Is a sound voiced or unvoiced? Is it, for example, labial (using the lips) or
alveolar(pressing the tongue on alveolar ridge just behind the teeth)? That
info is the difference between "t" and "p". You need to know both to figure
out what sound someone is making, and you need to put all those sounds
together to make words.

Most speech recognition uses one method of processing the audio signal: Mel-
frequency cepstral coefficients (MFCC). It's a set of numbers that allows you
to figure out what the source and filter are doing independently.

Doing this with multiple (human) speakers is wicked hard, because you are only
working with one audio input. That's everybody's voice combined into one
vibration traveling through the air and hitting the microphone as a signal.

We use MFCC's because they approximate how humans perceive sound - it goes by
the Mel scale, which is not linear like Hz, because that scale divides
frequencies according to what the human ear is most sensitive to. And MFCCs
seem to work pretty well for single speakers.

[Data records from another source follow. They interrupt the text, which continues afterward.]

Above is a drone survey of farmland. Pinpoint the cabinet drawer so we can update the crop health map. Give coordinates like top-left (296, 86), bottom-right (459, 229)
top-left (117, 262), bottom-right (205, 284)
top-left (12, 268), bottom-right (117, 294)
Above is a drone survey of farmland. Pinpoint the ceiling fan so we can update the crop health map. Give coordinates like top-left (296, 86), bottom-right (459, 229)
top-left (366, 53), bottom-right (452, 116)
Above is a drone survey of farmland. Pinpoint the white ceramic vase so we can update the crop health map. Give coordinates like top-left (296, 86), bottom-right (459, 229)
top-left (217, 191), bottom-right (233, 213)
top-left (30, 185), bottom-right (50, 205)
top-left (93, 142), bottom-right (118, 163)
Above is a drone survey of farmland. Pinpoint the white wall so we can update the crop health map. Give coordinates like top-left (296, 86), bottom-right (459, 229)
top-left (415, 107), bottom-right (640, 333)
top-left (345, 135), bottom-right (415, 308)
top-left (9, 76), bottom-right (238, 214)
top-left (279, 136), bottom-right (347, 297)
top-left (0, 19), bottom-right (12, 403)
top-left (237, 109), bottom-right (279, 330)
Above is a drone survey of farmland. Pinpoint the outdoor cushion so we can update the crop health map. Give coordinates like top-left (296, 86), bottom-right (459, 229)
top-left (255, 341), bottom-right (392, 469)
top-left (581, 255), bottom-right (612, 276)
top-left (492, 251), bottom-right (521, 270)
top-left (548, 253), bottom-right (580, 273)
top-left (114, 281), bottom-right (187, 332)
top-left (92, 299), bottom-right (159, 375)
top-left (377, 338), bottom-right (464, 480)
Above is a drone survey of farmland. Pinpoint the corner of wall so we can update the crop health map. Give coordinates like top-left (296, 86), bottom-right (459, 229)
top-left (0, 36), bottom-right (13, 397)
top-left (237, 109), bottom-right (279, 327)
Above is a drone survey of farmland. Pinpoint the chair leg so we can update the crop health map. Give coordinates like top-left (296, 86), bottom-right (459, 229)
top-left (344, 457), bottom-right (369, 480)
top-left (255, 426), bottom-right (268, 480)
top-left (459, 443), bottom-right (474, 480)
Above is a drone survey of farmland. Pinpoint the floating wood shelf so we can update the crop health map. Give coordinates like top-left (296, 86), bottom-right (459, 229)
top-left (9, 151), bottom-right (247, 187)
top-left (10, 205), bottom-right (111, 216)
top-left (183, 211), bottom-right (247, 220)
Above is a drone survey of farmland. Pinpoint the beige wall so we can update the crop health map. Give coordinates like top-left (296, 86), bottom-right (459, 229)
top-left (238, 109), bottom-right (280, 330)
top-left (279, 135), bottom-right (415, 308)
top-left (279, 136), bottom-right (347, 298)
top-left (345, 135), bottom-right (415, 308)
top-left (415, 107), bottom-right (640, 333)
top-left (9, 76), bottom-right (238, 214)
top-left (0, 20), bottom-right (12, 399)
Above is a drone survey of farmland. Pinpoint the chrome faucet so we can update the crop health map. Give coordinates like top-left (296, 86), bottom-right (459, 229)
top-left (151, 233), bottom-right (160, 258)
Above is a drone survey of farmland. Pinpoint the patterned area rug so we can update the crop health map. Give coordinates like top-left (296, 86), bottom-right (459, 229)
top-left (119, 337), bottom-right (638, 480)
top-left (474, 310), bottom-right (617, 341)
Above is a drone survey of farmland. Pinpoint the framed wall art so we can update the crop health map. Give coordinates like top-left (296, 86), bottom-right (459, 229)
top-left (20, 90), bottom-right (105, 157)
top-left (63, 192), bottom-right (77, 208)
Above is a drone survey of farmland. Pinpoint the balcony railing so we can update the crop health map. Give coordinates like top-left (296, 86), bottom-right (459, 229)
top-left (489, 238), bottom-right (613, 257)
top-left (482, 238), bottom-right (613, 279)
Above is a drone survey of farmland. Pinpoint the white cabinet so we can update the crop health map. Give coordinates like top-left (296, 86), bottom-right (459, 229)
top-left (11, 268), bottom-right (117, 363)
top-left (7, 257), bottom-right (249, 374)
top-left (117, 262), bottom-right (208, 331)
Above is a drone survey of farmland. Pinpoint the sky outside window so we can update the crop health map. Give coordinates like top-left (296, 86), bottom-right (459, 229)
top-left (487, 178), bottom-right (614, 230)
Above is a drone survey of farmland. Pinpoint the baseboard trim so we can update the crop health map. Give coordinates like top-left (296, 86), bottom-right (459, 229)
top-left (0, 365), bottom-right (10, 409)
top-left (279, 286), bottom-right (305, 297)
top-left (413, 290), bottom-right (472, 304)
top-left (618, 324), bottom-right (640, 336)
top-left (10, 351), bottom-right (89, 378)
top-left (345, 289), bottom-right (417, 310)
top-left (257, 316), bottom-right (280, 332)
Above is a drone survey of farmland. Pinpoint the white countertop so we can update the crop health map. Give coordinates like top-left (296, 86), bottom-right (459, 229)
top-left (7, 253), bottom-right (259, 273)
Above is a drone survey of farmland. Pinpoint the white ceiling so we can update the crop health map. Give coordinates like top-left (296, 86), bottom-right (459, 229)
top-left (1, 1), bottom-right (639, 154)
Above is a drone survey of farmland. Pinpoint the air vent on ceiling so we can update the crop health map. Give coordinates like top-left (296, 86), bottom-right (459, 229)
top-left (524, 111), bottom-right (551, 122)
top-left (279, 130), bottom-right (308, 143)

So the question for this problem should come from the same place as why we use
MFCCs: how do humans do it? I don't100% know the answer, but my guess is we
use other cognitive and sensory systems to augment our reception of the sound
signal.

On the sensory side, vision is a good example because it's super important in
speech processing. Among a sea of signals, humans have an incredible ability
to tell what sound someone is making by watching their mouth move and matching
it with the sounds we are taking in. Maybe having a model that incorporates
visual input of a speaker's face would be one approach to distinguish between
different speakers in a group.

Another issue to consider is that humans _don 't_ process all the speech
happening in a crowded room. We are really good at filtering our attention to
the person we are directly listening to. If a speaker could match a voice with
a unique set of fundamental frequencies then it would be able to identify
which speaker to pay attention to. But I don't think MFCCs tell you that info
in very good detail, so now you are looking for another method. Google
assistant does this with its "voice match", and that feature does seem to
improve how well it recognizes voices. But it has to build a model of your
voice beforehand, and it would be nice to make a system that is able to
differentiate between speakers "on the fly".